Шагах в пятнадцати от него из-за деревянного щита стремительно вылетели одна за другой две толстых глиняных тарелочки. Дмитрий Павлович подался вперёд, упирая дробовик в плечо, по очереди спустил курки — и мишени разлетелись вдребезги.
Щёлкнули эжекторы, выбросив на снег дымящиеся стреляные гильзы. Великий князь перезарядил ружьё, снова изготовился к стрельбе и крикнул:
— Дай!!!
Флигель-адъютанту государя, отозванному с фронта и вынужденному прозябать вдали от театра военных действий, только и оставалось, что отводить душу стрельбой на Крестовском острове.
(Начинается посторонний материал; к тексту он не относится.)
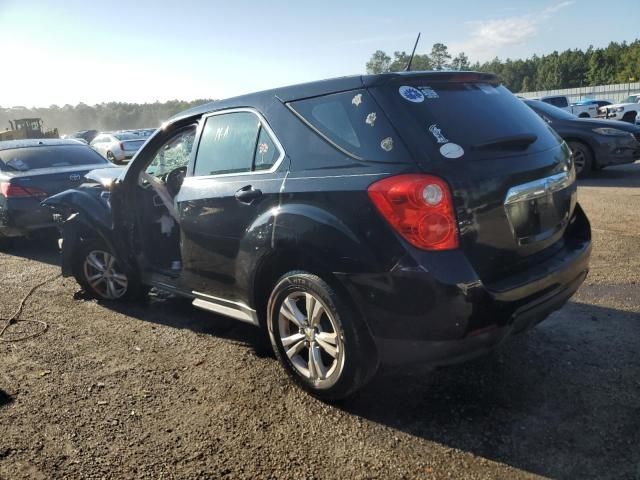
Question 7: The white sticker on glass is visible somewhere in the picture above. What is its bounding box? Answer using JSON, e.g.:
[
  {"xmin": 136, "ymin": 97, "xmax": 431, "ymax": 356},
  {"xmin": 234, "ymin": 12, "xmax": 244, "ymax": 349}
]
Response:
[
  {"xmin": 440, "ymin": 142, "xmax": 464, "ymax": 158},
  {"xmin": 429, "ymin": 123, "xmax": 449, "ymax": 143},
  {"xmin": 398, "ymin": 85, "xmax": 424, "ymax": 103},
  {"xmin": 419, "ymin": 87, "xmax": 440, "ymax": 98},
  {"xmin": 380, "ymin": 137, "xmax": 393, "ymax": 152},
  {"xmin": 365, "ymin": 112, "xmax": 377, "ymax": 127}
]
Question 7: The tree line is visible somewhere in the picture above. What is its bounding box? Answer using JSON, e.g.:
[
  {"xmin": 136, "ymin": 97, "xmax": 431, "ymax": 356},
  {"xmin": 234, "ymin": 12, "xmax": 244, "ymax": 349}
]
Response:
[
  {"xmin": 366, "ymin": 40, "xmax": 640, "ymax": 92},
  {"xmin": 0, "ymin": 99, "xmax": 211, "ymax": 134}
]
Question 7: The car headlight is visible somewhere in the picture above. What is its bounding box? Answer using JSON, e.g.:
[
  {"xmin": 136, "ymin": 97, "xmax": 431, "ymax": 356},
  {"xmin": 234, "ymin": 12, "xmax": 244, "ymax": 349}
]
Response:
[{"xmin": 593, "ymin": 127, "xmax": 629, "ymax": 137}]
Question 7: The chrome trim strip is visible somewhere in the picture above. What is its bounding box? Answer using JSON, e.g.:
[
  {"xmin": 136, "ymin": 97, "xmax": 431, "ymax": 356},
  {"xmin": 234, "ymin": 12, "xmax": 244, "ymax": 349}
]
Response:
[
  {"xmin": 192, "ymin": 291, "xmax": 259, "ymax": 325},
  {"xmin": 504, "ymin": 171, "xmax": 575, "ymax": 205}
]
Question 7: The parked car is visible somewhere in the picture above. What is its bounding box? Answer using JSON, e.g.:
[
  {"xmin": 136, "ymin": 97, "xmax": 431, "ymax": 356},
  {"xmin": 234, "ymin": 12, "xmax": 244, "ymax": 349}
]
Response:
[
  {"xmin": 45, "ymin": 72, "xmax": 591, "ymax": 400},
  {"xmin": 91, "ymin": 132, "xmax": 146, "ymax": 165},
  {"xmin": 571, "ymin": 98, "xmax": 611, "ymax": 108},
  {"xmin": 0, "ymin": 139, "xmax": 111, "ymax": 243},
  {"xmin": 598, "ymin": 93, "xmax": 640, "ymax": 123},
  {"xmin": 68, "ymin": 130, "xmax": 98, "ymax": 144},
  {"xmin": 531, "ymin": 95, "xmax": 598, "ymax": 118},
  {"xmin": 525, "ymin": 100, "xmax": 640, "ymax": 177}
]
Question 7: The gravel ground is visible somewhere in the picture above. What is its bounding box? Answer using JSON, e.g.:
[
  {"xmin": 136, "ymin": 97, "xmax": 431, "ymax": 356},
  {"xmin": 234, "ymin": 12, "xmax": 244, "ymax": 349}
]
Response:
[{"xmin": 0, "ymin": 164, "xmax": 640, "ymax": 480}]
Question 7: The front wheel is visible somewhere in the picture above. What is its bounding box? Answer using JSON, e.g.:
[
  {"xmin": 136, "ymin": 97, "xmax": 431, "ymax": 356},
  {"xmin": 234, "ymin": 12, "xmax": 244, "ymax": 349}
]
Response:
[
  {"xmin": 73, "ymin": 240, "xmax": 145, "ymax": 300},
  {"xmin": 267, "ymin": 271, "xmax": 378, "ymax": 401}
]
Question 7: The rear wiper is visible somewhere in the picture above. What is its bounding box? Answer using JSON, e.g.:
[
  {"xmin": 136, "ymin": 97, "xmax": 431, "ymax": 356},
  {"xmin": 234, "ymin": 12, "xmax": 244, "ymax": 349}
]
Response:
[{"xmin": 471, "ymin": 134, "xmax": 538, "ymax": 150}]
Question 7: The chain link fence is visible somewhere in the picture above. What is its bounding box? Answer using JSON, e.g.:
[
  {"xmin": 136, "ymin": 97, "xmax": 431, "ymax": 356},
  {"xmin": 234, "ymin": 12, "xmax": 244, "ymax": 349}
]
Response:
[{"xmin": 518, "ymin": 82, "xmax": 640, "ymax": 103}]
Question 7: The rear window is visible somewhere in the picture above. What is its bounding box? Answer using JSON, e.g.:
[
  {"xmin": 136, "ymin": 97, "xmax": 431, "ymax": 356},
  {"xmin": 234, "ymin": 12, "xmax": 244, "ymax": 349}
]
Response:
[
  {"xmin": 289, "ymin": 90, "xmax": 408, "ymax": 162},
  {"xmin": 0, "ymin": 145, "xmax": 109, "ymax": 172},
  {"xmin": 122, "ymin": 140, "xmax": 146, "ymax": 150},
  {"xmin": 113, "ymin": 132, "xmax": 140, "ymax": 140},
  {"xmin": 371, "ymin": 78, "xmax": 558, "ymax": 159}
]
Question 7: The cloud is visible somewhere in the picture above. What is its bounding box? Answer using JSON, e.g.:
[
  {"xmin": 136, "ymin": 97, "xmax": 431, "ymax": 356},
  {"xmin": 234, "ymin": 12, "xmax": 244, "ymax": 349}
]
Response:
[{"xmin": 451, "ymin": 0, "xmax": 575, "ymax": 59}]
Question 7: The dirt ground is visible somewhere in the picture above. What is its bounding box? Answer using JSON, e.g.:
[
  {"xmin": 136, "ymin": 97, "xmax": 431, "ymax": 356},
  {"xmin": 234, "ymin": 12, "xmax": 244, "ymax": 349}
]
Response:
[{"xmin": 0, "ymin": 164, "xmax": 640, "ymax": 480}]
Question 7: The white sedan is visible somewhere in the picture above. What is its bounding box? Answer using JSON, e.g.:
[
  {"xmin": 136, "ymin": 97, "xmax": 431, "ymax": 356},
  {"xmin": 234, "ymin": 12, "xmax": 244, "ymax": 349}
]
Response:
[{"xmin": 91, "ymin": 132, "xmax": 147, "ymax": 165}]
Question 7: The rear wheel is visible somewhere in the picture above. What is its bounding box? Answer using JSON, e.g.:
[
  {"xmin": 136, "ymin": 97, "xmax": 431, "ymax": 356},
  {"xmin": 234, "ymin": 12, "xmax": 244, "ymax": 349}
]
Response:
[
  {"xmin": 267, "ymin": 271, "xmax": 378, "ymax": 401},
  {"xmin": 569, "ymin": 141, "xmax": 594, "ymax": 178},
  {"xmin": 73, "ymin": 240, "xmax": 146, "ymax": 300}
]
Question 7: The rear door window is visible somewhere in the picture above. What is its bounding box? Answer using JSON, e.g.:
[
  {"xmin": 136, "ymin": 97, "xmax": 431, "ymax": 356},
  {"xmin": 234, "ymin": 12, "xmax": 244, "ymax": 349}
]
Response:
[
  {"xmin": 0, "ymin": 145, "xmax": 109, "ymax": 172},
  {"xmin": 288, "ymin": 90, "xmax": 407, "ymax": 162},
  {"xmin": 194, "ymin": 112, "xmax": 260, "ymax": 176}
]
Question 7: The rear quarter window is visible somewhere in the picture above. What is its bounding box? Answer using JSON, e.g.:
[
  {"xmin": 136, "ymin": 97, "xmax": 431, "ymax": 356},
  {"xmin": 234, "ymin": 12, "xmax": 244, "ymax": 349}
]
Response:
[{"xmin": 288, "ymin": 89, "xmax": 408, "ymax": 162}]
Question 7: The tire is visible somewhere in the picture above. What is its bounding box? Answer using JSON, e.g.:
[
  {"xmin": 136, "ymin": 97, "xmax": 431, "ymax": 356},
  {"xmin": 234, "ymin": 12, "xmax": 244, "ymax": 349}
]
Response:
[
  {"xmin": 568, "ymin": 141, "xmax": 594, "ymax": 178},
  {"xmin": 72, "ymin": 240, "xmax": 148, "ymax": 301},
  {"xmin": 267, "ymin": 271, "xmax": 378, "ymax": 401}
]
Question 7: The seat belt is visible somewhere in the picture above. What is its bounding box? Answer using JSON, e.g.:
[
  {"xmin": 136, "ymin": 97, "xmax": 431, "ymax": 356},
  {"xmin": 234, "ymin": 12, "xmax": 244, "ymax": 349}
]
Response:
[{"xmin": 140, "ymin": 172, "xmax": 180, "ymax": 224}]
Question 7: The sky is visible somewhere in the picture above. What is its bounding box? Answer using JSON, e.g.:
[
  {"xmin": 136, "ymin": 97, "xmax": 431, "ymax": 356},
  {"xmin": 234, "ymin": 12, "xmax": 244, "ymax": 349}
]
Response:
[{"xmin": 0, "ymin": 0, "xmax": 640, "ymax": 107}]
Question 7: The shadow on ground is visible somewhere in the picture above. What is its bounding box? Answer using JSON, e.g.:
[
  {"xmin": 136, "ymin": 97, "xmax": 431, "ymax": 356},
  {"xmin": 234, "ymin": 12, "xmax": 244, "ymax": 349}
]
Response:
[
  {"xmin": 99, "ymin": 290, "xmax": 275, "ymax": 358},
  {"xmin": 578, "ymin": 162, "xmax": 640, "ymax": 187},
  {"xmin": 342, "ymin": 303, "xmax": 640, "ymax": 479},
  {"xmin": 96, "ymin": 297, "xmax": 640, "ymax": 479},
  {"xmin": 0, "ymin": 232, "xmax": 60, "ymax": 265}
]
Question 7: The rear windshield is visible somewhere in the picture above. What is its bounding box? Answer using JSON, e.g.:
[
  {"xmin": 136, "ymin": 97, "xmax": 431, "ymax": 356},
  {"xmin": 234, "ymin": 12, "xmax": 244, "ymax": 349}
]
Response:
[
  {"xmin": 371, "ymin": 79, "xmax": 558, "ymax": 159},
  {"xmin": 0, "ymin": 145, "xmax": 109, "ymax": 172},
  {"xmin": 122, "ymin": 140, "xmax": 146, "ymax": 150},
  {"xmin": 289, "ymin": 89, "xmax": 408, "ymax": 162}
]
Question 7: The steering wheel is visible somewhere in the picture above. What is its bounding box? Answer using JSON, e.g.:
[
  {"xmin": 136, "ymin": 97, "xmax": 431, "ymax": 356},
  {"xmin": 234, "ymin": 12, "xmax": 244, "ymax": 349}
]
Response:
[{"xmin": 163, "ymin": 166, "xmax": 187, "ymax": 197}]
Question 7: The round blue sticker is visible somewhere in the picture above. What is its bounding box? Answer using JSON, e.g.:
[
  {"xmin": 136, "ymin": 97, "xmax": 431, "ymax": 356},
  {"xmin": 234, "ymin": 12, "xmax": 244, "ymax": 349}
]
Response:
[{"xmin": 398, "ymin": 85, "xmax": 424, "ymax": 103}]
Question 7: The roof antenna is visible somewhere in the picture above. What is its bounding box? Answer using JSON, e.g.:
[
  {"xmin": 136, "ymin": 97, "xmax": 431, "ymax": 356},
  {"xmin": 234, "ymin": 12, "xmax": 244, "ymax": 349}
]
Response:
[{"xmin": 404, "ymin": 32, "xmax": 421, "ymax": 72}]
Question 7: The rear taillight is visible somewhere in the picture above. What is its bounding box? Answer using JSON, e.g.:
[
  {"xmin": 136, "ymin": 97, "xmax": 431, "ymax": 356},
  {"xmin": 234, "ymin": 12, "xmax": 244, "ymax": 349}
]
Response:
[
  {"xmin": 0, "ymin": 182, "xmax": 49, "ymax": 198},
  {"xmin": 368, "ymin": 174, "xmax": 459, "ymax": 250}
]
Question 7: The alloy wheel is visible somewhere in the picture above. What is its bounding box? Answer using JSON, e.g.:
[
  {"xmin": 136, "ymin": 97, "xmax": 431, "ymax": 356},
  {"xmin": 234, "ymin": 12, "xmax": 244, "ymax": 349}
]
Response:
[
  {"xmin": 278, "ymin": 292, "xmax": 344, "ymax": 388},
  {"xmin": 83, "ymin": 250, "xmax": 129, "ymax": 300}
]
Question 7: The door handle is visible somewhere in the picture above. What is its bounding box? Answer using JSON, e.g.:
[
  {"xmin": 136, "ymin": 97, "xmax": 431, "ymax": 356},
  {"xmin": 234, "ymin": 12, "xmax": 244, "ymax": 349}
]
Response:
[{"xmin": 235, "ymin": 185, "xmax": 262, "ymax": 203}]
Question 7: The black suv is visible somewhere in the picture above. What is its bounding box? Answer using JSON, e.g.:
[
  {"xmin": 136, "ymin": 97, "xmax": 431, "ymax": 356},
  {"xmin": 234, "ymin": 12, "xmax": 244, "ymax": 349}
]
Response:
[{"xmin": 45, "ymin": 72, "xmax": 591, "ymax": 400}]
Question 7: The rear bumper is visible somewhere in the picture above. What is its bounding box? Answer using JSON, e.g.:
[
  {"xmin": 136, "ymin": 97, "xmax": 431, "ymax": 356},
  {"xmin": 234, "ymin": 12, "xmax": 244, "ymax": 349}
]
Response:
[{"xmin": 337, "ymin": 204, "xmax": 591, "ymax": 365}]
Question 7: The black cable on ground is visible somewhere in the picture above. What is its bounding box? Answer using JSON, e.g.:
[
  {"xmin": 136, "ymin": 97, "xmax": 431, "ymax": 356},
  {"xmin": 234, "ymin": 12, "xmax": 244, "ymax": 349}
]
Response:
[{"xmin": 0, "ymin": 274, "xmax": 61, "ymax": 342}]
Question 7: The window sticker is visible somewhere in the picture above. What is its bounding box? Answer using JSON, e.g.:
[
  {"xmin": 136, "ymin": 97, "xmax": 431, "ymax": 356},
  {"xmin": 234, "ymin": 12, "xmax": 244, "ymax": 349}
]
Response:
[
  {"xmin": 429, "ymin": 123, "xmax": 449, "ymax": 143},
  {"xmin": 418, "ymin": 86, "xmax": 440, "ymax": 98},
  {"xmin": 7, "ymin": 158, "xmax": 29, "ymax": 172},
  {"xmin": 398, "ymin": 85, "xmax": 424, "ymax": 103},
  {"xmin": 380, "ymin": 137, "xmax": 393, "ymax": 152},
  {"xmin": 365, "ymin": 112, "xmax": 377, "ymax": 127},
  {"xmin": 440, "ymin": 142, "xmax": 464, "ymax": 158}
]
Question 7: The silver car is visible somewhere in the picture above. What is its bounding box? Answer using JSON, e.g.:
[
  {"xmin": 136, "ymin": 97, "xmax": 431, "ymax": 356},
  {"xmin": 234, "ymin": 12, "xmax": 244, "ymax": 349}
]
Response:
[{"xmin": 91, "ymin": 132, "xmax": 147, "ymax": 165}]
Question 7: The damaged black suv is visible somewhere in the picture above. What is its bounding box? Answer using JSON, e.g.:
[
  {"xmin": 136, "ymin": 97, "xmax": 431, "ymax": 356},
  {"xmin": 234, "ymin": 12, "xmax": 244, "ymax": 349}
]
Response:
[{"xmin": 45, "ymin": 72, "xmax": 591, "ymax": 400}]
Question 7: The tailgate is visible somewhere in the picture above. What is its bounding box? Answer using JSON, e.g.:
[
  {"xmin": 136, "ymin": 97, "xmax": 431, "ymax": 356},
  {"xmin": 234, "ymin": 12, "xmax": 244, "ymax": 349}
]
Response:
[{"xmin": 369, "ymin": 73, "xmax": 576, "ymax": 282}]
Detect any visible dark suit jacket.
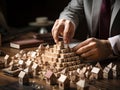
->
[59,0,120,55]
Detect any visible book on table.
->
[10,39,44,49]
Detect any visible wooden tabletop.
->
[0,33,120,90]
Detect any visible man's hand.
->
[73,38,112,61]
[52,19,75,43]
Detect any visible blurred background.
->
[0,0,86,40]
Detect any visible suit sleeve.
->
[108,35,120,56]
[59,0,84,27]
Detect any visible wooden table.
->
[0,34,120,90]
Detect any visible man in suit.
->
[52,0,120,60]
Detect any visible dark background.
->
[5,0,70,27]
[0,0,87,40]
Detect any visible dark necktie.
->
[99,0,111,39]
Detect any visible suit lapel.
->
[110,0,120,32]
[91,0,102,36]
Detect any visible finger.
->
[63,20,71,43]
[52,20,59,43]
[73,38,96,51]
[76,42,96,54]
[53,20,64,43]
[52,20,59,36]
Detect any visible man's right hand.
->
[52,19,75,43]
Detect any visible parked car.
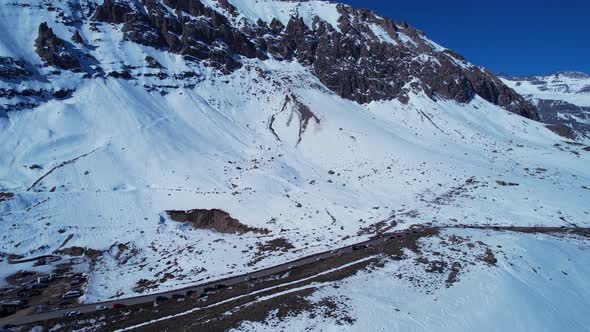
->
[64,311,80,317]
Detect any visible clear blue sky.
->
[343,0,590,75]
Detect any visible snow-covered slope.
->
[503,72,590,143]
[0,0,590,312]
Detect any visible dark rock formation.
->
[72,30,86,45]
[0,191,14,202]
[145,55,162,69]
[86,0,538,119]
[166,209,268,234]
[0,57,32,80]
[35,22,80,70]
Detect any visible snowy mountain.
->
[0,0,590,326]
[502,72,590,143]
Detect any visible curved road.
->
[0,225,590,326]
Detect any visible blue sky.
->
[343,0,590,75]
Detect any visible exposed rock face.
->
[92,0,538,119]
[72,30,85,45]
[35,22,80,69]
[0,192,14,202]
[166,209,268,234]
[92,0,265,72]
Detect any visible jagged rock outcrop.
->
[72,30,86,45]
[35,22,80,69]
[0,57,32,80]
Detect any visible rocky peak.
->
[35,22,80,70]
[92,0,538,119]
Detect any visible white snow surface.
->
[235,231,590,332]
[0,0,590,302]
[502,72,590,107]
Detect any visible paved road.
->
[0,225,590,326]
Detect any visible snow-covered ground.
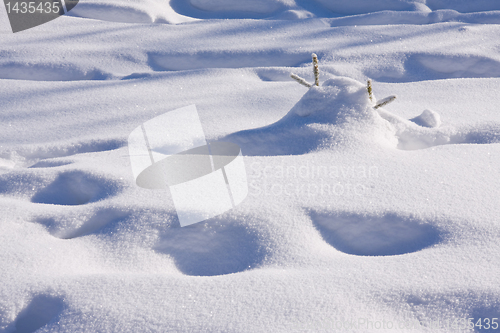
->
[0,0,500,333]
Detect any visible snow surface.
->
[0,0,500,333]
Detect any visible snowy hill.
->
[0,0,500,333]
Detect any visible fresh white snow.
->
[0,0,500,333]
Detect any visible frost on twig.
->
[366,80,373,102]
[290,73,312,88]
[373,95,396,109]
[312,53,319,86]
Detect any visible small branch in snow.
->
[366,80,373,102]
[373,95,396,109]
[312,53,319,86]
[290,73,312,88]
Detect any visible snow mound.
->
[189,0,294,14]
[312,213,443,256]
[225,77,397,155]
[69,0,196,24]
[410,110,441,127]
[316,0,430,15]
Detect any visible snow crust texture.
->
[0,0,500,333]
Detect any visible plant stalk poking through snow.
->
[290,53,319,88]
[312,53,319,86]
[290,73,312,88]
[366,80,373,101]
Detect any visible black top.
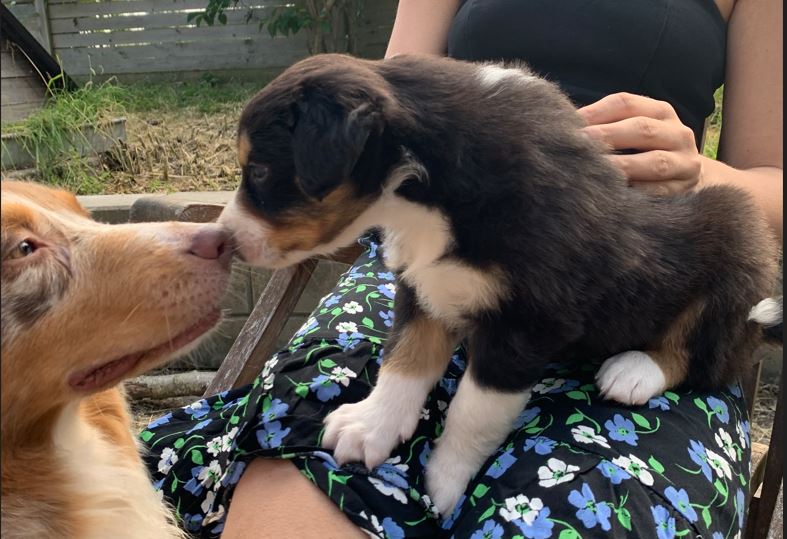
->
[448,0,727,146]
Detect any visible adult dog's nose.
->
[189,227,232,263]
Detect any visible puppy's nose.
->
[189,227,232,263]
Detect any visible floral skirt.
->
[140,236,750,539]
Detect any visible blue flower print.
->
[147,412,172,430]
[377,283,396,299]
[514,406,541,429]
[568,483,612,531]
[648,395,669,411]
[689,440,713,481]
[664,486,697,522]
[707,397,730,424]
[596,460,631,485]
[604,414,639,446]
[486,447,517,479]
[336,331,363,352]
[440,494,467,530]
[260,399,290,423]
[183,399,210,419]
[377,310,394,328]
[470,519,503,539]
[524,436,557,455]
[324,294,342,308]
[257,421,291,449]
[650,505,676,539]
[183,513,203,532]
[382,517,404,539]
[309,374,342,402]
[186,419,212,435]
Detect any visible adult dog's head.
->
[221,55,407,268]
[0,181,232,436]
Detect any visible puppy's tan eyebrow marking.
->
[238,131,251,167]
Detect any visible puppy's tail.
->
[748,296,784,344]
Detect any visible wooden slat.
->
[205,260,317,395]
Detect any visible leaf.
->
[478,504,495,522]
[617,507,631,531]
[320,357,336,369]
[648,455,664,473]
[664,391,680,404]
[713,479,727,498]
[631,413,650,429]
[473,483,489,498]
[694,397,708,412]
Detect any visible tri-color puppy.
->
[221,55,781,514]
[0,181,232,539]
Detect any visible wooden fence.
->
[2,0,397,80]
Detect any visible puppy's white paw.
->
[596,350,667,404]
[426,440,478,518]
[322,396,418,470]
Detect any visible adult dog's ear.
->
[293,95,381,200]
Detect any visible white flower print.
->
[571,425,609,449]
[705,449,732,479]
[342,301,363,314]
[713,429,738,461]
[158,447,178,474]
[197,460,221,488]
[533,378,566,393]
[336,322,358,333]
[533,458,579,488]
[500,496,544,526]
[330,367,358,387]
[612,454,653,486]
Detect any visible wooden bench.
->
[130,198,784,539]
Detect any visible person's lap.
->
[141,236,749,539]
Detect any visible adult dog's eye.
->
[14,240,36,258]
[246,163,271,186]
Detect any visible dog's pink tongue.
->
[68,353,142,391]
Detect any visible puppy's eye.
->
[246,163,271,186]
[14,240,37,258]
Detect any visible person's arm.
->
[579,0,784,242]
[385,0,459,58]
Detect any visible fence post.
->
[34,0,53,54]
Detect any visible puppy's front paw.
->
[426,441,478,518]
[596,350,667,404]
[322,397,418,470]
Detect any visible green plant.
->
[2,78,126,194]
[187,0,365,54]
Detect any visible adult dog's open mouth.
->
[68,309,221,391]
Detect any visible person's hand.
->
[579,93,703,195]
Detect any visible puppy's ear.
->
[293,96,381,200]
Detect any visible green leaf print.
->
[631,413,650,429]
[702,507,711,528]
[648,456,664,473]
[617,507,631,531]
Великие князья рвались в бой с самого начала войны. Дмитрий Павлович не был исключением. На фронте он чувствовал, что наконец-то занимается своим делом. Георгиевский крест ему достался вполне заслуженно…
…только уже в сентябре четырнадцатого года смертельную рану получил великий князь Олег Константинович — ровесник Дмитрия, сын великого князя Константина Константиновича. Вслед за сыном поэт К.Р. потерял зятя, и от горя скоро умер сам. После этого генералиссимус русской армии, великий князь Николай Николаевич повелел беречь особ императорской крови. Их всех вернули в тыл — так Дмитрий Павлович оказался в Ставке, а позже государь направил его в Петроград.
— Дай! — снова крикнул великий князь.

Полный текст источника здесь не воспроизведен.